Vu la procédure suivante :
Par une requête enregistrée le 30 mai 2022, la société LetP, représentée par Me Meilhac, demande au tribunal :
1°) d'annuler la décision du 3 mars 2022, implicitement confirmée sur recours gracieux, par laquelle la maire de Paris a refusé l'autorisation d'installer une terrasse ouverte et une contre-terrasse 36 rue Léopold-Bellan à Paris ;
2°) d'enjoindre à la maire de Paris de réexaminer sa demande dans un délai d'un mois à compter de la notification du jugement à intervenir ;
3°) de mettre à la charge de la Ville de Paris la somme de 1 500 euros sur le fondement de l'article L. 761-1 du code de justice administrative.
Vu les pièces du dossier.
Vu le code de justice administrative.
Considérant ce qui suit :
1. Aux termes de l'article R. 222-1 du code de justice administrative : " () les présidents de formation de jugement des tribunaux peuvent, par ordonnance : / 1° Donner acte des désistements () ".

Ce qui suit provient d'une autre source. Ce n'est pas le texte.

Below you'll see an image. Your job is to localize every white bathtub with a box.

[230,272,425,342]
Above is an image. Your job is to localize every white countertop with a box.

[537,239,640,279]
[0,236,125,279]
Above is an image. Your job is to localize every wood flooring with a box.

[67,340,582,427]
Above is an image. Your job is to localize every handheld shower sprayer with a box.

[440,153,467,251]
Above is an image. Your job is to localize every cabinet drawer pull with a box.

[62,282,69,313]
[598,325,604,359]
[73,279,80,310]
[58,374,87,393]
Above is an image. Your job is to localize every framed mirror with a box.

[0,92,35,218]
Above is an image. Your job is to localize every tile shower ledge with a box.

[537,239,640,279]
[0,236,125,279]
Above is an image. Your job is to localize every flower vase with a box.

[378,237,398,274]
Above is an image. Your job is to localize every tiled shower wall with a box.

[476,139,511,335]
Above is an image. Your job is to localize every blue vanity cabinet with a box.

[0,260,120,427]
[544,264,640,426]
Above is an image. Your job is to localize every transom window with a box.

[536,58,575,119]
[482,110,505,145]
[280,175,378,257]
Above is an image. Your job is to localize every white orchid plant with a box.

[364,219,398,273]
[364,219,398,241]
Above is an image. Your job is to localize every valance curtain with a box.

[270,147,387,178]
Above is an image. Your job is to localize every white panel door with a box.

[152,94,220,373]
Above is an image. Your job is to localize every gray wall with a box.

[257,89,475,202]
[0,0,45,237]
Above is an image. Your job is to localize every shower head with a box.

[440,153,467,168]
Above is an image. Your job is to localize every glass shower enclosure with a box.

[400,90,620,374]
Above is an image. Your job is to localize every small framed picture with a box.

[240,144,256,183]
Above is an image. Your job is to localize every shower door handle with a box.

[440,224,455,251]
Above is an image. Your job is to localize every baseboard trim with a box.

2. Aux termes de l'article R. 612-5-2 du même code : " En cas de rejet d'une demande de suspension présentée sur le fondement de l'article L. 521-1 au motif qu'il n'est pas fait état d'un moyen propre à créer, en l'état de l'instruction, un doute sérieux quant à la légalité de la décision, il appartient au requérant, sauf lorsqu'un pourvoi en cassation est exercé contre l'ordonnance rendue par le juge des référés, de confirmer le maintien de sa requête à fin d'annulation ou de réformation dans un délai d'un mois à compter de la notification de ce rejet. A défaut, le requérant est réputé s'être désisté. ".
3. La requête en référé n° 2214362, tendant à la suspension de l'exécution de la décision du 3 mars 2022, implicitement confirmée sur recours gracieux, par laquelle la maire de Paris a refusé à la société LetP l'autorisation d'installer une terrasse ouverte et une
contre-terrasse 36 rue Léopold-Bellan à Paris a été rejetée par une ordonnance du 13 juillet 2022 au motif qu'aucun des moyens invoqués devant le juge des référés n'était propre à créer, en l'état de l'instruction, un doute sérieux quant à la légalité de ces décisions. La requérante a été, en application des dispositions de l'article R. 612-5-2 du code de justice administrative, informée, lors de la notification de l'ordonnance de référé, effectuée le 13 février 2022, de l'obligation de confirmer expressément, dans le délai d'un mois, le maintien de sa requête au fond et du fait qu'à défaut de confirmation dans ce délai, elle serait réputée s'être désistée d'office. Aucune confirmation n'étant parvenue à la juridiction dans le délai d'un mois, la société LetP est réputée s'être désistée de sa requête. Ce désistement étant pur et simple, rien ne s'oppose à ce qu'il en soit donné acte.
O R D O N N E :
Article 1er : Il est donné acte du désistement de la société LetP de sa requête.
Article 2 : La présente ordonnance sera notifiée à la société LetP.
Fait à Paris, le 31 août 2022.
La vice-présidente de la 4ème section,
S. AUBERT
La République mande et ordonne au préfet de la région Ile-de-France, préfet de Paris, en ce qui le concerne, ou à tous huissiers de justice à ce requis en ce qui concerne les voies de droit commun, contre les parties privées, de pourvoir à l'exécution de la présente décision.